There are no cars in Bonthe. Walk its grid of streets and the loudest sound is birdsong, the wash of the tide, and perhaps a bicycle bell. A century ago this was different: Bonthe was a working port on the south end of Sherbro Island, its waterfront lined with trading houses and warehouses, its harbour busy with ships carrying palm oil out to the wider world. Then in the 1960s the trade moved to Freetown, the ships stopped coming, and the town simply slowed to a stop. What it left behind is one of the most atmospheric places in Sierra Leone: a quiet, friendly settlement of crumbling grandeur that takes barely an afternoon to cross.

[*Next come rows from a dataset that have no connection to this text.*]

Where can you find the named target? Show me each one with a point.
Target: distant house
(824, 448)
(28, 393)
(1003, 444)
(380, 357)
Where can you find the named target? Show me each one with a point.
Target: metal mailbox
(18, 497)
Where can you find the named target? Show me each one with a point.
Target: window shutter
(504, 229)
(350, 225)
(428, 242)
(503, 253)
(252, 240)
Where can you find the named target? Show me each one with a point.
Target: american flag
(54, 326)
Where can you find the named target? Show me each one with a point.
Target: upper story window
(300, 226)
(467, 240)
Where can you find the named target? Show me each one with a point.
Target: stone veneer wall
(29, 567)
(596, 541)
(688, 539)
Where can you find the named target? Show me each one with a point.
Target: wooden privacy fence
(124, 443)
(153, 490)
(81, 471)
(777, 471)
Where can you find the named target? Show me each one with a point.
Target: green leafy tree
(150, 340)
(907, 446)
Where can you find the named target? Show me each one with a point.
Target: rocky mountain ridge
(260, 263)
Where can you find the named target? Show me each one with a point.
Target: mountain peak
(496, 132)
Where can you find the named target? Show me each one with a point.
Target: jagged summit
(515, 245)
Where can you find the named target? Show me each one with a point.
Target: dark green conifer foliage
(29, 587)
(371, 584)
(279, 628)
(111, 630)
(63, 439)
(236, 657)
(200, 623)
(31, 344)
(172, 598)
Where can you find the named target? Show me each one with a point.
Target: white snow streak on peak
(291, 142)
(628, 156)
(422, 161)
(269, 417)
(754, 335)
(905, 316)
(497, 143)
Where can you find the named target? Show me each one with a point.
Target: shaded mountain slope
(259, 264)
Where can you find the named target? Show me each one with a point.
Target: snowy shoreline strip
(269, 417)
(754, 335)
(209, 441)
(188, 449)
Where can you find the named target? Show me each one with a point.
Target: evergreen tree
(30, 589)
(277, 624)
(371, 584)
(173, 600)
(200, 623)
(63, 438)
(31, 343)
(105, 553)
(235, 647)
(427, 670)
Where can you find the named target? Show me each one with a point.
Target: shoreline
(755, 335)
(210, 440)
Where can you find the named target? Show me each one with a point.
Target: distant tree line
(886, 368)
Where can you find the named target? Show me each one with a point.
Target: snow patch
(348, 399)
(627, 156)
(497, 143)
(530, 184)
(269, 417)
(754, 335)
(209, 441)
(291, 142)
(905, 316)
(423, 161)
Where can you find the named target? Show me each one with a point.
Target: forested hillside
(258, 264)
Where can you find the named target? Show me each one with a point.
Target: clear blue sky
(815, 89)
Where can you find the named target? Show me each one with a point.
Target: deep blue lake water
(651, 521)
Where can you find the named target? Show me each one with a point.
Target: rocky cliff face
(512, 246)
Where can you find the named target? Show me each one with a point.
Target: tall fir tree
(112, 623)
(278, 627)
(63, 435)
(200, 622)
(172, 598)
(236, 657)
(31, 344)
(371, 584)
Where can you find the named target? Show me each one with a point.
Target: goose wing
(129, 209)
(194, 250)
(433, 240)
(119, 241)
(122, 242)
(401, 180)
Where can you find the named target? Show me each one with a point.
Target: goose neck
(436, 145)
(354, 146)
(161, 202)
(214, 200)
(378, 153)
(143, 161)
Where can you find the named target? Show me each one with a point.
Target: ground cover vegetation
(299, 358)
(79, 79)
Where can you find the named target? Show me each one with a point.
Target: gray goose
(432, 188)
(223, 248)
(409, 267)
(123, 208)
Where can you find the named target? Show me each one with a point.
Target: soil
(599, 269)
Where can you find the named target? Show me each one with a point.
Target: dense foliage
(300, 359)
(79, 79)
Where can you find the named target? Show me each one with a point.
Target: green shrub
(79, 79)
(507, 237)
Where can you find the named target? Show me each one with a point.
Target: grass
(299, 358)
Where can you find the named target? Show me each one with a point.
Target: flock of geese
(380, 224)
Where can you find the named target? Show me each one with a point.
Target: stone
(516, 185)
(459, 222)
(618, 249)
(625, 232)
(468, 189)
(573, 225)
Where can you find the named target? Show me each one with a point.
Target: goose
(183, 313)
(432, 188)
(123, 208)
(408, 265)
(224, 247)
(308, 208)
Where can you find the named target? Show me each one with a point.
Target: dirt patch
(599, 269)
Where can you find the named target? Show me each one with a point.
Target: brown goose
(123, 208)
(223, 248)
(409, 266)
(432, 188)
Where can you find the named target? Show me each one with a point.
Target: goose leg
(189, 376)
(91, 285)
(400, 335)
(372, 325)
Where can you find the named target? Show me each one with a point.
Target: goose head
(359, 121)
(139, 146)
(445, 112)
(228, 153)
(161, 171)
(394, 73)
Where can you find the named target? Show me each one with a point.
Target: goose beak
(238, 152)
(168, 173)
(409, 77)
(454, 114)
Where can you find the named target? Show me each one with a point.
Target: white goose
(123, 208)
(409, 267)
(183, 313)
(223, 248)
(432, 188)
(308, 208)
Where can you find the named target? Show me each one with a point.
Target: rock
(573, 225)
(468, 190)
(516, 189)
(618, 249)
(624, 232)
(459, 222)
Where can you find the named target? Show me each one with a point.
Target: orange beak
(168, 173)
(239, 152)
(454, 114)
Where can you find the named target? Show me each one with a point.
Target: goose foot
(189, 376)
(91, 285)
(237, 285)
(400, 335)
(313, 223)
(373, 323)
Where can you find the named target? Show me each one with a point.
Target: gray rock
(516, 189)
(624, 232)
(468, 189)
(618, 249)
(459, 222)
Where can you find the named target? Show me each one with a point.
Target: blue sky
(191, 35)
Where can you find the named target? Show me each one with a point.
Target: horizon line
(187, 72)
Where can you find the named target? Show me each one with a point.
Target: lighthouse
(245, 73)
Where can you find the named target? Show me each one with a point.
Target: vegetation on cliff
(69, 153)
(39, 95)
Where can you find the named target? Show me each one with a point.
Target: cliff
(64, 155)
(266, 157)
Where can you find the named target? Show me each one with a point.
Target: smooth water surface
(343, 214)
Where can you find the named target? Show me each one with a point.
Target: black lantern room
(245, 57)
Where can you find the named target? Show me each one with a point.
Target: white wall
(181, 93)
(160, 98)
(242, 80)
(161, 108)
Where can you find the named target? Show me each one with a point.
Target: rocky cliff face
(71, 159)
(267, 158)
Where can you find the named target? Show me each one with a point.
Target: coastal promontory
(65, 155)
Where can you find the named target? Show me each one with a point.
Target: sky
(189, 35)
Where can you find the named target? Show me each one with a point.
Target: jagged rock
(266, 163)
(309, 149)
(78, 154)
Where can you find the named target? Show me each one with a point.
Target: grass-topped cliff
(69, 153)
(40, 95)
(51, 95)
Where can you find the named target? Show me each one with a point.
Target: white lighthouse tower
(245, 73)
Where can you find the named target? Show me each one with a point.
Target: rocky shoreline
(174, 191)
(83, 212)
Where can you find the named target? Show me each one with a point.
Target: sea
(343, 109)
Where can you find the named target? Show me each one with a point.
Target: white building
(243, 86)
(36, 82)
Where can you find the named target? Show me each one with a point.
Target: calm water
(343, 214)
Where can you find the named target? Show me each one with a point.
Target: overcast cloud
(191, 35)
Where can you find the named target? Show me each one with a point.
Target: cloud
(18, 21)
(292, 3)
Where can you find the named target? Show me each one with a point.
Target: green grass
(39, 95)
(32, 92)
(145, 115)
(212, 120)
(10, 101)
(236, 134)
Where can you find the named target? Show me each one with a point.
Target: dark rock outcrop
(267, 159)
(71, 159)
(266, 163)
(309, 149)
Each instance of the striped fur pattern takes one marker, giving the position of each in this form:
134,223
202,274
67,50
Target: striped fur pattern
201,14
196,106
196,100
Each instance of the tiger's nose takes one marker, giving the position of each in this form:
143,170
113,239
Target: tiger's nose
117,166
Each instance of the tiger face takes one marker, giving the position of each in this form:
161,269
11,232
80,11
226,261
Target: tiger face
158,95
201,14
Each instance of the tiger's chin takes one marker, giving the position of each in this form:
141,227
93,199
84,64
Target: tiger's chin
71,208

Bonthe's great pleasure is its decay. Grand 19th-century houses still line the streets, their wooden verandas sagging, their masonry softened by tropical damp and creeping green. These are the villas of the town's glory days, when Bonthe was a thriving British trading hub and the region's main port. Many follow the Krio board-house style found across the Sierra Leone coast: two storeys, wide verandas, a stone base beneath timber walls. They are beautiful in the way that abandoned things often are, and exploring them is the chief reason to come. The town was laid out on a grid, much like Freetown, so wandering is easy and getting lost is nearly impossible.
Bonthe was settled in the 17th century by the Royal African Company, which used the island as a trading base - and later, after abolition, as a staging point for operations against illegal slave traders working this coast. A graveyard in the town holds the remains of British soldiers who died here, far from home in a place few of them would have chosen. The headstones are a sobering counterpoint to the easy peace of the modern town, a reminder that this quiet shore was once a front line in one of history's great struggles. Standing among the graves, it is worth pausing on the full weight of what happened on these shores: first the trade in enslaved people, then the long effort to stop it.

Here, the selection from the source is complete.